The Bread of Affliction and Bread of Heaven

The bread of affliction is a reminder that it was the one true God who brought them out of slavery and sustained them ~ in much the same way He sustained them by miraculously providing them with the bread from heaven, a bread with leaven: manna. And manna was a symbol of an exponentially greater bread of heaven, Jesus Christ, the greatest sustainer, who said in John 6:32-35:

“Truly, truly, I say to you, it was not Moses who gave you the bread from heaven, but my Father gives you the true bread from heaven. For the bread of God is he who comes down from heaven and gives life to the world.” They said to him, “Sir, give us this bread always.”Jesus said to them, “I am the bread of life: whoever comes to me shall not hunger, and whoever believes in me shall never thirst.”
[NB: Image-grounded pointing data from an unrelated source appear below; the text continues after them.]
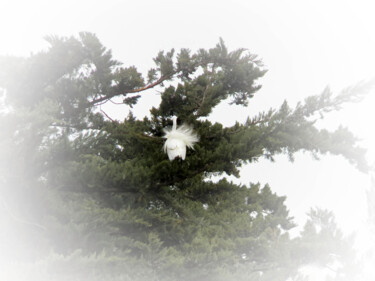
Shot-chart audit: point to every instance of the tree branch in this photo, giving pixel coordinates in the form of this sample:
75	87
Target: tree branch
106	98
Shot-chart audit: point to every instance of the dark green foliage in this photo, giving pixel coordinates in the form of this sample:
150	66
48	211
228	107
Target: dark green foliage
103	196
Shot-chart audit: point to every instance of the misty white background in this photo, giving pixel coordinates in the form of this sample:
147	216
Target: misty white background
305	45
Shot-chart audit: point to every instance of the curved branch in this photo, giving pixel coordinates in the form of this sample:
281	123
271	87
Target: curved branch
149	86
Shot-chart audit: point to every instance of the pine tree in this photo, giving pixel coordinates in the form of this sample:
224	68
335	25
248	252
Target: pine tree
103	197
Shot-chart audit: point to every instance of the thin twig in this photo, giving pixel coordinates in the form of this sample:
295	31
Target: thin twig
106	114
106	98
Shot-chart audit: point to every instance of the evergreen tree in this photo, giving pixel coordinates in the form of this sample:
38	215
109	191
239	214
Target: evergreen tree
91	198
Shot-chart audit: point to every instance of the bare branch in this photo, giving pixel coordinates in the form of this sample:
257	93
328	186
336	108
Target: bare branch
104	99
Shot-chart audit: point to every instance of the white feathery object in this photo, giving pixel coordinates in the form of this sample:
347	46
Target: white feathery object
178	139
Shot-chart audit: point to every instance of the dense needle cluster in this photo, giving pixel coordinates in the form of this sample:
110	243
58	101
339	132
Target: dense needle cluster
112	206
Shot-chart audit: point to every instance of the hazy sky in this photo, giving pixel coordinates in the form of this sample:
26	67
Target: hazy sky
306	45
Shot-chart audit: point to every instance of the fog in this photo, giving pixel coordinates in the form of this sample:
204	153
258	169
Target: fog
304	46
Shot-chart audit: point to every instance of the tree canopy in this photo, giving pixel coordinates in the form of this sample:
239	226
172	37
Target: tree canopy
93	198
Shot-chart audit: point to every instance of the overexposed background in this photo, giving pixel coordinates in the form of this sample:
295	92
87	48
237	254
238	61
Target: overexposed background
305	45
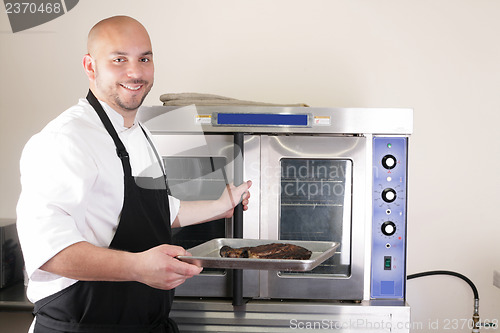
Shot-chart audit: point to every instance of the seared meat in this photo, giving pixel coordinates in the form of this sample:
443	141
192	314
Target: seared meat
267	251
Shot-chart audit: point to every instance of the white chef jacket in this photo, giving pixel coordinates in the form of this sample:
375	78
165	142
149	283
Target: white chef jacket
73	188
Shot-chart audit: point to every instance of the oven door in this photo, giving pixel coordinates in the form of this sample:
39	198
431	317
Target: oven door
313	189
198	167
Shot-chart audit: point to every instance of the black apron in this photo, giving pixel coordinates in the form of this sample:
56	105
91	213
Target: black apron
109	307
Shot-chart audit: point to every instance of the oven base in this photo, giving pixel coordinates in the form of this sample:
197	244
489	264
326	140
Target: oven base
219	315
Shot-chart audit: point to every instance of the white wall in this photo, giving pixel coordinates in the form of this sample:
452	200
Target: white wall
441	58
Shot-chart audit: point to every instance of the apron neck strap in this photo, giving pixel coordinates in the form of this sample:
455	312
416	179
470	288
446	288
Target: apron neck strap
121	151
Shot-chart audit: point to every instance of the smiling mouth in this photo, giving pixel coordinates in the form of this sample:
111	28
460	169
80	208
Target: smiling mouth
133	88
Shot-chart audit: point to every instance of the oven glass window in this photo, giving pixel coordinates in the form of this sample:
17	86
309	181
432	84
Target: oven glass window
197	178
315	206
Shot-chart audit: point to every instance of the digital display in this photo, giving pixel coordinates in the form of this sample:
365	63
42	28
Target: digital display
262	119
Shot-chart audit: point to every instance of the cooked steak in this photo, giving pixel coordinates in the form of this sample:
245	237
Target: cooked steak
267	251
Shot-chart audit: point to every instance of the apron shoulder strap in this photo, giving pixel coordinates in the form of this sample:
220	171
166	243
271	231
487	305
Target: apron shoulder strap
121	151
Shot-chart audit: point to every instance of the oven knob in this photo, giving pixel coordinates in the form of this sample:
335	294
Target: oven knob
389	162
388	228
389	195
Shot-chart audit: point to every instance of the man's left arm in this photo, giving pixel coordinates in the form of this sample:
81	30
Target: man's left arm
194	212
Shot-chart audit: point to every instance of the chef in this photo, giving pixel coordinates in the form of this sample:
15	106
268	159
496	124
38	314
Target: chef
95	238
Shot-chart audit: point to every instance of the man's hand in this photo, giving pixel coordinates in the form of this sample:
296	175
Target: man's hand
232	196
193	212
156	267
160	269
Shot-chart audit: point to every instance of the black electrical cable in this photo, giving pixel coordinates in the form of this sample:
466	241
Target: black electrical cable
463	277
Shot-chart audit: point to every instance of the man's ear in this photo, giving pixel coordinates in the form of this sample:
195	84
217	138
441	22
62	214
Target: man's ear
89	66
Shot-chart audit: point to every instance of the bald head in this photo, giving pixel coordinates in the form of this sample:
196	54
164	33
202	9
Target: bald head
112	28
119	64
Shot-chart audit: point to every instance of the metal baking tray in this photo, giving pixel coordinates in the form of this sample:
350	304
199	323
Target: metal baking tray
207	255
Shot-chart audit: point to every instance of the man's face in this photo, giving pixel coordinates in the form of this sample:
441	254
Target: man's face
124	69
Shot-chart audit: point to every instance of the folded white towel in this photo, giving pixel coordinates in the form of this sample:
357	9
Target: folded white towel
183	99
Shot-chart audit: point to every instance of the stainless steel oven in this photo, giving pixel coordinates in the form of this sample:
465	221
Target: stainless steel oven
319	174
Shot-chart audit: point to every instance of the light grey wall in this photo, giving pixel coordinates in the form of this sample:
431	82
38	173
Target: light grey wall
441	58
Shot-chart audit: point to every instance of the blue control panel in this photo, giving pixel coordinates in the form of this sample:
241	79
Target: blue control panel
262	119
388	271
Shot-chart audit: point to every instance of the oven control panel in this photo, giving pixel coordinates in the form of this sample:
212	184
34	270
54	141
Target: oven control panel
388	263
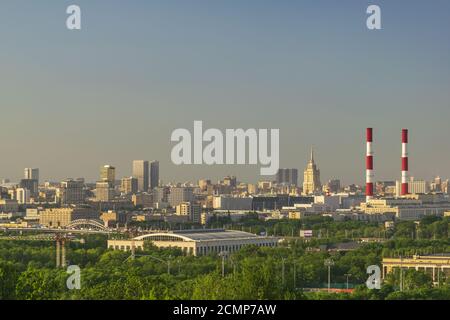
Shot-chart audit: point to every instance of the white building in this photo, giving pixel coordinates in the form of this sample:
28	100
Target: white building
232	203
23	195
199	242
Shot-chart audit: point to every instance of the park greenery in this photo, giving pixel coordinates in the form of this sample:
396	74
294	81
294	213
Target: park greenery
289	271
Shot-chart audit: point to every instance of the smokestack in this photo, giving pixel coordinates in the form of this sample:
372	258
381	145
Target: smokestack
404	162
369	164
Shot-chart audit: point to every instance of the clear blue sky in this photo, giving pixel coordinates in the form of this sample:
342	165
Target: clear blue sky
114	91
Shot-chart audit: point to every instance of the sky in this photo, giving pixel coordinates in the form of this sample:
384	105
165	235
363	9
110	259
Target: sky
71	101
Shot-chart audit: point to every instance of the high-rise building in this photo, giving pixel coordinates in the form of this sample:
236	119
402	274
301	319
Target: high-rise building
31	174
141	173
129	185
203	184
104	191
193	210
108	174
71	192
31	185
154	174
311	177
23	195
230	181
161	195
180	194
332	186
287	177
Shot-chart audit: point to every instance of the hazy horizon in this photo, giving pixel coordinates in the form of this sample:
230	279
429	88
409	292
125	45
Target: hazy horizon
71	101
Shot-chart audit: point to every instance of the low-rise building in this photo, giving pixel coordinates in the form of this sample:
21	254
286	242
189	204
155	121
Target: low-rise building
437	266
201	242
61	217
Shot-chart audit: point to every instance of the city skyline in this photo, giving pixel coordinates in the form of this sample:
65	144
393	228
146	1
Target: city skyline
313	71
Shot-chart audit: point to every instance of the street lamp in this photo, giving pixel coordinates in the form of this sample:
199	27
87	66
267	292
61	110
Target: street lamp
223	254
328	263
348	275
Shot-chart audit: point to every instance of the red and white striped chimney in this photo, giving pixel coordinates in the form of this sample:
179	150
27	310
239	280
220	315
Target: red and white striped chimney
369	164
404	162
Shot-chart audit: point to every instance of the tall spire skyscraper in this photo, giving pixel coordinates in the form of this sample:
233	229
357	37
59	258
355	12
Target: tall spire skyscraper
311	177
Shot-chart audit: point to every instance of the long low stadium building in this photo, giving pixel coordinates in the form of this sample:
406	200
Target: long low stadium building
197	242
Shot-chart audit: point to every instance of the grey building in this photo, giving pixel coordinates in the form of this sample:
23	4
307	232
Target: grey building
141	173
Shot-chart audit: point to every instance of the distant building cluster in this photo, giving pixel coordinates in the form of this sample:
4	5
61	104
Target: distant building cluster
143	197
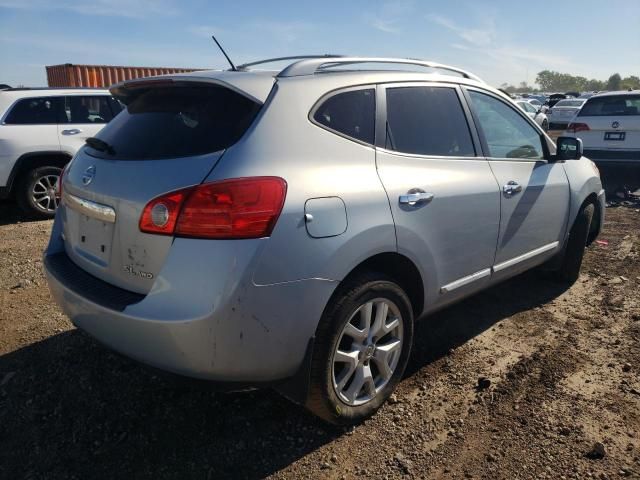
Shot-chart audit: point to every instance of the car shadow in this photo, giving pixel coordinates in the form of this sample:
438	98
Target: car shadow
70	407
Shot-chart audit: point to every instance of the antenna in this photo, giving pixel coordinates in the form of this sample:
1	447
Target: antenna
233	67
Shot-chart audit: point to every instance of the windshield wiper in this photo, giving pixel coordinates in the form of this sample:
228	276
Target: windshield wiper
100	145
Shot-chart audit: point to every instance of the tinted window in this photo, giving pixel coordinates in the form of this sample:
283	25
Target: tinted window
569	103
89	109
34	111
618	105
177	122
351	113
507	133
427	121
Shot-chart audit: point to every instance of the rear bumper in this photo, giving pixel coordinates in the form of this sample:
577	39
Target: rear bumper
223	328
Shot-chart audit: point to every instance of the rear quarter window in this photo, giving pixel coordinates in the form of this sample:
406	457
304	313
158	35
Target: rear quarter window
618	105
350	113
179	121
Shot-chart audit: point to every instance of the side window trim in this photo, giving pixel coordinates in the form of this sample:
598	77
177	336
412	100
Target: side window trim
381	119
62	114
332	93
57	104
519	111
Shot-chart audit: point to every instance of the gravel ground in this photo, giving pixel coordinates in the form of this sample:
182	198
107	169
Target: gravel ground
559	367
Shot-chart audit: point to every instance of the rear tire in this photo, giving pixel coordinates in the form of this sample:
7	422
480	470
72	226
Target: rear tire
334	392
569	270
35	192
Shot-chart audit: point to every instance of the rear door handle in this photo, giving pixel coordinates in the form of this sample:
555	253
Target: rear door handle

As much as we celebrate the Israelite exodus from Egypt, the lived experience for the Israelites is that it was a brutal experience, to say the least. It meant death to at least 600,000 Israelites. When the exodus began, the people left so expeditiously and frantically, that they didn’t have time to bake their bread (Exodus 12:39). In Exodus 13, Moses declares an annual ritual, The Feast of the Unleavened Bread, as a reminder to the people that the LORD brought them out of slavery by His strong hand. Unleavened bread, as you are likely aware from taking communion, is flat and tasteless. For these reasons, it is referred to as the bread of affliction (Deuteronomy 16:3; 1 Kings 22:27; 2 Chronicles 18:26; Isaiah 30:10).